When Kai began piano lessons at age five and Arielle discovered wheelchair road racing in middle school, I had no idea, years later, it would lead to a weekend of watching Kai perform at Carnegie Hall followed by Arielle racing in the Boston Marathon.
Describing the amount of joy I’ve felt over the past five days is difficult. Walking through New York City, my eyes suddenly welled with tears knowing I needed to cherish each moment. This was a once in a lifetime weekend. I was proud of my children. Proud that they were following their passions. Proud that they had the courage to take on such huge challenges. Proud of the young adults they’ve become.
The years flew by just like all the grandmas warned it would. When Arielle left for college a piece of me went with her. I struggled to figure out how to keep our family close with one so far away. I told myself it was my time now–time to concentrate on my other career, writing. Meanwhile, seeing moms with young children left me with a sense of loss and many questions: Was my job over? What did I do wrong as a parent? What did I do right? Did I give my children the skills they need to thrive in the adult world? Will they follow their heart? Will they work hard? Will they want to spend time with me after they’re on their own? As the years pass, how will I fit into their lives?

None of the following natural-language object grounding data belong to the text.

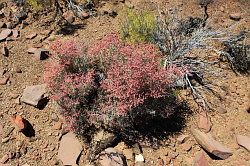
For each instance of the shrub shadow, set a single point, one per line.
(154, 121)
(69, 29)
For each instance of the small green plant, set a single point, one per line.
(138, 26)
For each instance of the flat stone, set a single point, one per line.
(34, 94)
(128, 153)
(41, 54)
(57, 126)
(243, 141)
(200, 160)
(70, 149)
(18, 122)
(4, 34)
(211, 145)
(186, 146)
(235, 16)
(139, 158)
(204, 122)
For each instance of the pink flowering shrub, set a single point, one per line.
(108, 84)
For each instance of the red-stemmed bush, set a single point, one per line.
(109, 83)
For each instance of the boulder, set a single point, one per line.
(18, 122)
(211, 145)
(34, 94)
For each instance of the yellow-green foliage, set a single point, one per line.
(35, 4)
(138, 26)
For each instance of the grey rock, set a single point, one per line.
(70, 149)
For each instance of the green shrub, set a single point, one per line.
(138, 26)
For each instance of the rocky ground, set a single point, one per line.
(224, 132)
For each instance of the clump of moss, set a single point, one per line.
(138, 26)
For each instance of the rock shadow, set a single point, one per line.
(69, 29)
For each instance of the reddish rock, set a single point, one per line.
(204, 121)
(34, 94)
(84, 15)
(211, 145)
(57, 126)
(235, 16)
(5, 51)
(200, 160)
(41, 54)
(4, 34)
(2, 24)
(31, 36)
(18, 122)
(243, 141)
(70, 149)
(182, 138)
(186, 146)
(15, 33)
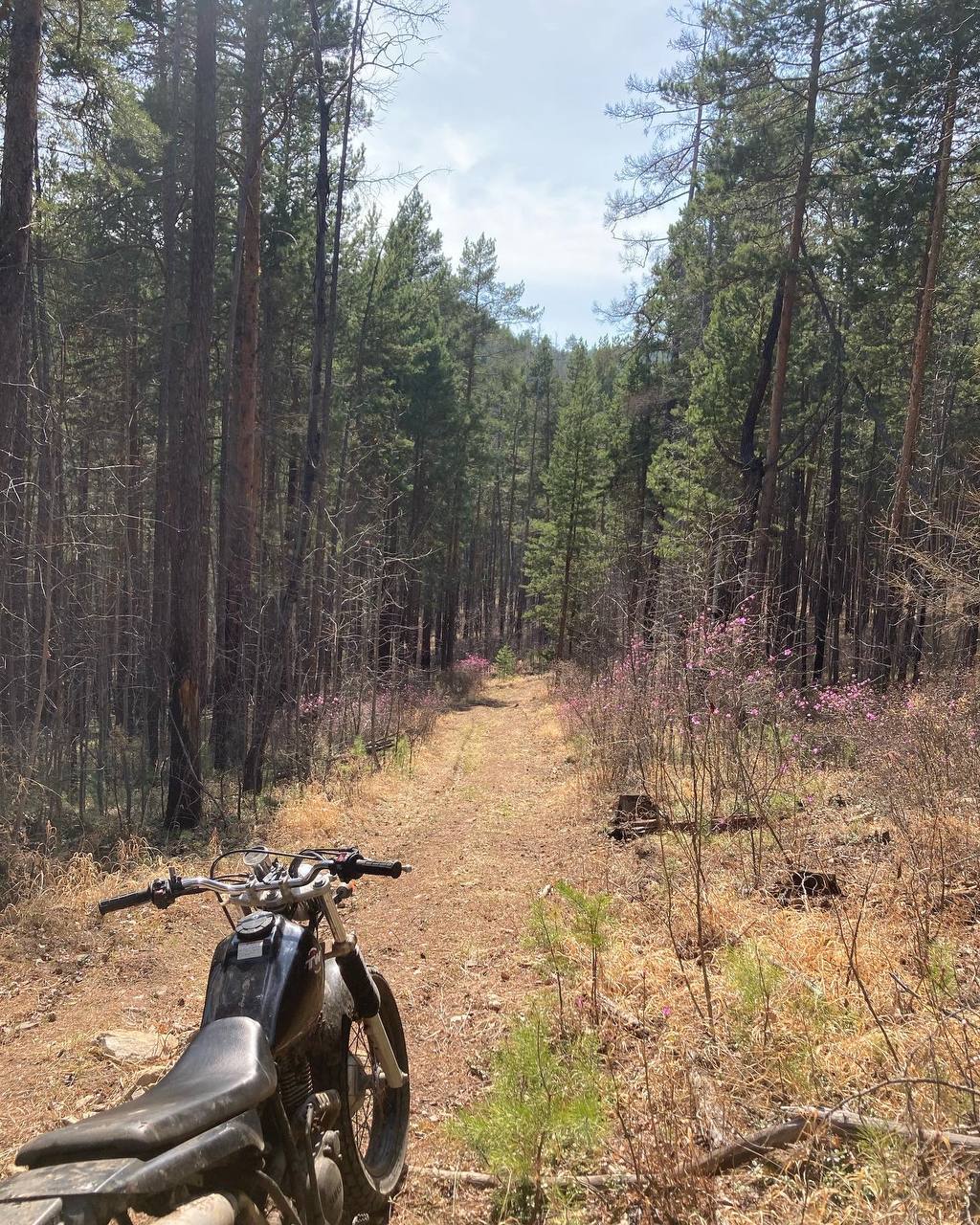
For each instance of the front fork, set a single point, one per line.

When Kai started driving and suddenly after twenty years of being a mom-taxi I was standing alone in our yard watching him drive down the street I felt the same sense of loss. Is it over?
This past weekend helped me to see that while one stage of my life is ending a new one is just beginning. There’s this misconception that once a child turns 18 parents wave good-bye and they’re done. Well, thank goodness I’m not done. I’m transitioning to a beautiful new way of parenting. One that allows me to put more effort towards my goals while at the same time sharing in the exciting lives of my young adult children. This is the time when I get to watch them soar, I get to feel intense happiness when they choose to spend time with me, I get to share in the memories from the past, and I get to be their guide(when they ask) and their rock–the one they know they can call at 3 am. and I’ll be there even if I have to take two planes to reach them. I’m the one that will love and accept them for exactly who they are.
Eric and I sat in the balcony at Carnegie Hall and watched Kai play with the SWFL Youth Orchestra on the same stage where Arthur Rubinstein, Arturo Toscanini, Ella Fitzgerald, Judy Garland, The Beatles and many other incredible musicians have played. I took about a hundred photos and Eric’s clapping could be heard down the street. What a moment!
After the concert we grabbed a quick bite to eat and then headed to Boston. The next morning we found our way to the finish line and stood with a crowd waiting to cheer on Arielle as she completed her first Boston Marathon. Eric had conversations with everyone around us and the crowd cheered “Go Arielle!” as she passed by. What a moment!
The next day we toured Berklee College of Music. Once again, like four years earlier, there I was listening to an admissions counselor talk about GPA’s, dorms, and life outside of our home. It’s coming…that empty nest. I’m not so scared of it anymore. I know my job’s secure. Whether it’s a performance, a marathon, or sitting together at the dinner table laughing over my horrible cooking, it’s the moments I get to share with my children that fill my life with love.